Pour Dürrenmatt, la littérature est « une espèce particulière de connaissance »7, une technique réflexive ou « Denktechnik » (WA 30, 210) et ressemble par conséquent à la philosophie, qui peut être considérée comme une pensée langagière. Il faut essentiellement clarifier la particularité de cette forme littéraire de connaissance : la conception singulière des fictions artistiques et plus précisément littéraires se fonde sur l’hypothèse ou, chez Dürrenmatt, sur la certitude que l’écriture de fiction est susceptible de déclencher un processus de connaissance semblable au discours philosophique. Elle n’est pas une forme de connaissance logique, certes, mais pourrait-on dire « prélogique » (l’adjectif ne contient aucun jugement de valeur). Il faut s’entendre sur le terme. Si nous partons d’une définition claire et brève de la philosophie en tant que « pratique théorique (discursive, raisonnable, conceptuelle) mais non scientifique »8, nous constatons que la littérature est plutôt poiesis que praxis, création plutôt qu’activité (sociale), non théorique au sens où elle n’utilise pas forcément un langage discursif, conceptuel et abstrait. En revanche, elle est évidemment non scientifique et peut, comme la philosophie, prétendre au singulier et à l’universel – le Combray de Proust est aussi le monde.
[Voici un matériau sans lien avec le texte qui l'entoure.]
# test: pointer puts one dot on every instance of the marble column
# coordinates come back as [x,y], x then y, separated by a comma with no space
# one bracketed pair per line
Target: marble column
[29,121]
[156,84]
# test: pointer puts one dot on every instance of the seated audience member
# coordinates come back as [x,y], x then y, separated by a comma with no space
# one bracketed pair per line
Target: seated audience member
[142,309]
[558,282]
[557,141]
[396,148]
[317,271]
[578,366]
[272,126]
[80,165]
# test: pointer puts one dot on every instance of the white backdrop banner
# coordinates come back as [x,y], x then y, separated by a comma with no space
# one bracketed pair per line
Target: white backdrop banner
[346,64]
La littérature revêt pour Dürrenmatt une dimension réflexive, un potentiel à enrichir la connaissance, parce qu’elle crée, comme la science (la physique par exemple) d’ailleurs, des fictions, des hypothèses, des représentations qui donnent matière à un raisonnement et un débat philosophiques. Elle est, à ses yeux, même indispensable pour emprunter le chemin de la connaissance : « Si l’on ne prend pas le risque de la fiction, le chemin de la connaissance reste impraticable »9.
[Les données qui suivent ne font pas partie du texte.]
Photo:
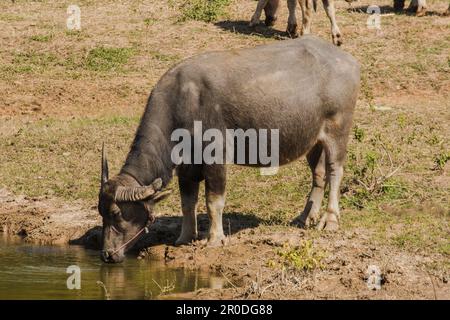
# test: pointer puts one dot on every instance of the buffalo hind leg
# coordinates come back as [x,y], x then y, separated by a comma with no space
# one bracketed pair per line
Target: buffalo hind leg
[335,149]
[271,12]
[307,7]
[189,197]
[257,15]
[291,29]
[215,181]
[316,161]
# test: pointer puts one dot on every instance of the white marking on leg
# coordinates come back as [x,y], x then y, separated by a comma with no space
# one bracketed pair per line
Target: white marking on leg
[215,204]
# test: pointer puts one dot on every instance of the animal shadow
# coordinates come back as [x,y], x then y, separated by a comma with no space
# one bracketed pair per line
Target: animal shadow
[386,9]
[242,27]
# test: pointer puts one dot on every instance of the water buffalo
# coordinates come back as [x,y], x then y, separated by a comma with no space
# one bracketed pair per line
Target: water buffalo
[306,88]
[271,6]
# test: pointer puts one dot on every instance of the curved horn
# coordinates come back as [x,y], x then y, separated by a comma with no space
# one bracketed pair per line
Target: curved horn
[105,171]
[130,194]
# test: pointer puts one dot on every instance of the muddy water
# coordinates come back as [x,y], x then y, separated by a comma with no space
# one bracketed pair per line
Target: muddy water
[30,271]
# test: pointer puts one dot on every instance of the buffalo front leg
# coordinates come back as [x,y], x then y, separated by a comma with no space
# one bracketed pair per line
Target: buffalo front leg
[271,12]
[215,181]
[306,6]
[331,13]
[316,161]
[335,149]
[292,19]
[257,15]
[189,198]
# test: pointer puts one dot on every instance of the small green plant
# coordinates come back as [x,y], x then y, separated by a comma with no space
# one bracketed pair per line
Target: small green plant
[203,10]
[358,133]
[302,258]
[150,21]
[42,38]
[440,160]
[107,59]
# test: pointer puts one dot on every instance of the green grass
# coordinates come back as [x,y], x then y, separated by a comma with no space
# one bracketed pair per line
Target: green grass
[203,10]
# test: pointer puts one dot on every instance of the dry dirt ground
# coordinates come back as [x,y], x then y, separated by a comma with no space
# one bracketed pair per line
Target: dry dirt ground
[63,93]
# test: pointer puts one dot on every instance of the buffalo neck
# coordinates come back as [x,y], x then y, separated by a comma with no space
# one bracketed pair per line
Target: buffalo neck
[149,157]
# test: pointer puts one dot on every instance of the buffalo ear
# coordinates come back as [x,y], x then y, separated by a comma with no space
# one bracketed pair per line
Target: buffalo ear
[161,195]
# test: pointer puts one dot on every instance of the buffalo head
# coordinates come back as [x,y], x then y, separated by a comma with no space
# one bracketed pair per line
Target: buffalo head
[126,209]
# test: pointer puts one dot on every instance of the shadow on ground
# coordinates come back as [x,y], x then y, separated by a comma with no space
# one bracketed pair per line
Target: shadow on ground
[386,9]
[260,30]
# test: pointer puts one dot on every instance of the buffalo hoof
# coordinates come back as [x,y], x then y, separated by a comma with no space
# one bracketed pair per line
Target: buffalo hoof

Cette pensée en mode de fictions est pour Dürrenmatt la « pensée dramaturgique »10. Elle est bien plus qu’une simple réflexion sur l’art de la composition dramatique et dépasse le genre théâtral. Elle est une analyse qui se sert de l’imagination, de l’expérience de pensée, du plaisir du jeu et qui s’applique à des domaines très hétéroclites : le mythe, la fantaisie, la politique, la Suisse, etc. Dans l’Exposé monstre sur la justice et le droit, une conférence tenue en 1968 à l’Université Johannes Gutenberg de Mayence, Dürrenmatt explique la stratégie de la pensée dramaturgique à l’aide de la métaphore du jeu d’échec :

Si la pensée politiquement dialectique tente d’ériger une doctrine concernant la manière dont les blancs gagnent une partie d’échecs, la pensée dramaturgiquement dialectique représente une description du jeu d’échecs indépendamment de la question de savoir si les blancs ou les noirs gagnent, si la partie se termine en mat ou en pat. Seul compte le jeu en soi, la thématique de l’ouverture, la dramatique de la fin de partie : appliquées à la politique, la pensée dramaturgique tente de saisir ses règles, non pas son contenu11.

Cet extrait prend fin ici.